Il Governo cinese ha confermato l’intenzione di collaborare con Canonical alla realizzazione di Kylin, un sistema operativo basato su Ubuntu e progettato per rispondere alle esigenze specifiche degli utenti cinesi. L’iniziativa si inserisce in un percorso più ampio con cui la Cina sta cercando di rafforzare il proprio ruolo nel settore tecnologico e informatico, sviluppando soluzioni pensate direttamente per il mercato nazionale.

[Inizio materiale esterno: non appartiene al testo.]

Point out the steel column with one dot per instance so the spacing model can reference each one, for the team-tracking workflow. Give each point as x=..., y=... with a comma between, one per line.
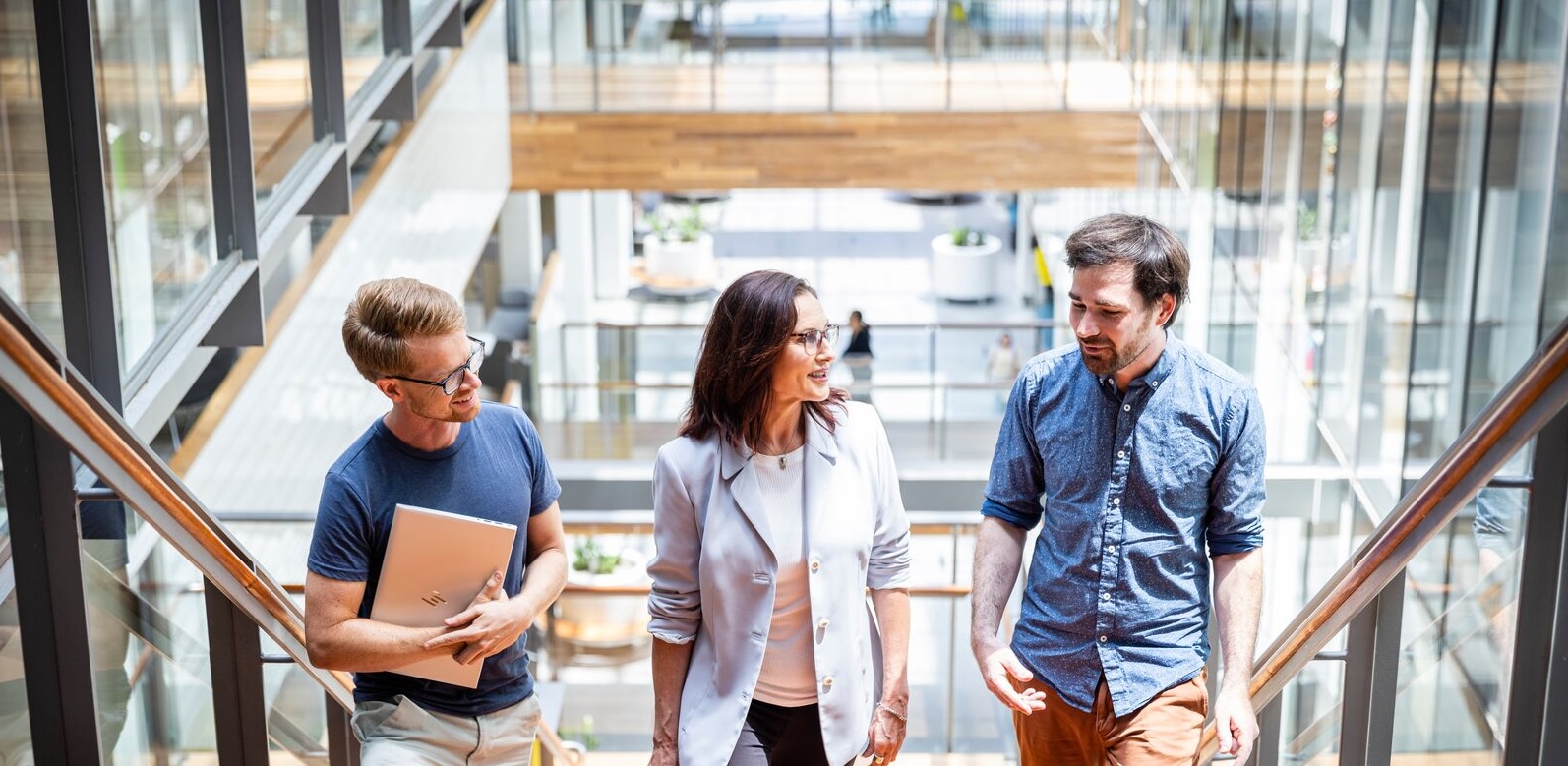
x=50, y=592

Kylin non viene presentato soltanto come una variante locale di Ubuntu. Il progetto punta infatti a creare una piattaforma di riferimento per lo sviluppo dei sistemi operativi in Cina, con servizi, strumenti e funzionalità adattati alla lingua, alla cultura e alle abitudini digitali del Paese. La collaborazione con Canonical dovrebbe consentire di unire la base open source di Ubuntu alle necessità espresse dalla comunità tecnologica cinese.

Un sistema operativo costruito sulle esigenze degli utenti cinesi

La caratteristica centrale di Kylin è l’integrazione di elementi progettati specificamente per il pubblico cinese. Tra questi viene indicato il calendario cinese, insieme ai metodi di input utilizzati nel Paese. Quest’ultimo aspetto è particolarmente importante in un sistema operativo destinato a un mercato nel quale la scrittura e l’inserimento dei caratteri richiedono strumenti linguistici adeguati.

L’obiettivo è quindi offrire un ambiente software che non si limiti a tradurre un sistema operativo esistente, ma che tenga conto delle modalità con cui gli utenti locali lavorano, comunicano e utilizzano i servizi online. La personalizzazione riguarda tanto l’interfaccia e gli strumenti di base quanto l’accesso a piattaforme digitali già diffuse in Cina.

Da Baidu a Taobao, i servizi locali entrano nella piattaforma

Tra le integrazioni previste vengono citati Baidu, il servizio di mappe cinese, e Taobao, una delle piattaforme di shopping online del Paese. La presenza di questi servizi contribuisce a rendere Kylin più vicino alle abitudini quotidiane degli utenti cinesi, che possono così trovare all’interno dell’ambiente operativo strumenti familiari e collegati all’ecosistema digitale nazionale.

Questa scelta ha anche un significato pratico. Un sistema operativo può diventare più utile e più semplice da adottare quando offre fin dall’inizio l’accesso ai servizi che gli utenti utilizzano abitualmente. Nel caso di Kylin, l’integrazione di mappe e shopping online indica la volontà di costruire una piattaforma collegata alle infrastrutture e alle aziende internet già presenti sul territorio, invece di dipendere esclusivamente dai servizi sviluppati per altri mercati.

Il ruolo di Canonical e della comunità open source

La collaborazione coinvolge Canonical, l’azienda legata allo sviluppo di Ubuntu, e si basa quindi su una piattaforma open source. Questo modello permette di partire da una base software già esistente e di adattarla alle esigenze del progetto cinese, mantenendo al tempo stesso il collegamento con l’ecosistema Ubuntu.

La conferma dell’accordo è arrivata da Mark Shuttleworth, fondatore di Ubuntu, secondo cui l’intesa porterà la comunità open source cinese nel mondo di Ubuntu. Il riferimento alla comunità è significativo: Kylin non viene descritto solamente come un prodotto destinato agli utenti finali, ma anche come un possibile punto di aggregazione per sviluppatori e realtà tecnologiche interessate a lavorare su sistemi operativi basati su software aperto.

Per Canonical, la collaborazione rappresenta la possibilità di rafforzare la presenza di Ubuntu in Cina attraverso un progetto costruito insieme alle istituzioni e agli sviluppatori locali. Per la Cina, invece, l’utilizzo di Ubuntu come base consente di sviluppare una soluzione personalizzata senza rinunciare ai vantaggi di una piattaforma open source.

Kylin come riferimento per lo sviluppo software in Cina

Il progetto assume una rilevanza più ampia proprio perché viene indicato come un possibile punto di riferimento per lo sviluppo dei sistemi operativi nel Paese. Kylin potrebbe offrire una base comune sulla quale realizzare servizi e applicazioni destinati al mercato cinese, con una maggiore attenzione alle esigenze locali rispetto a un sistema operativo progettato per un pubblico internazionale.

Le informazioni disponibili non specificano ancora i dettagli tecnici completi del sistema, né indicano modalità e tempi di distribuzione. È però chiara la direzione dell’iniziativa: combinare Ubuntu con strumenti linguistici, servizi online e funzioni sviluppate per il contesto cinese. La collaborazione tra il Governo della Cina e Canonical mette così in evidenza la volontà di investire in un ecosistema software nazionale, sfruttando una base open source e rendendola più adatta agli utenti del Paese.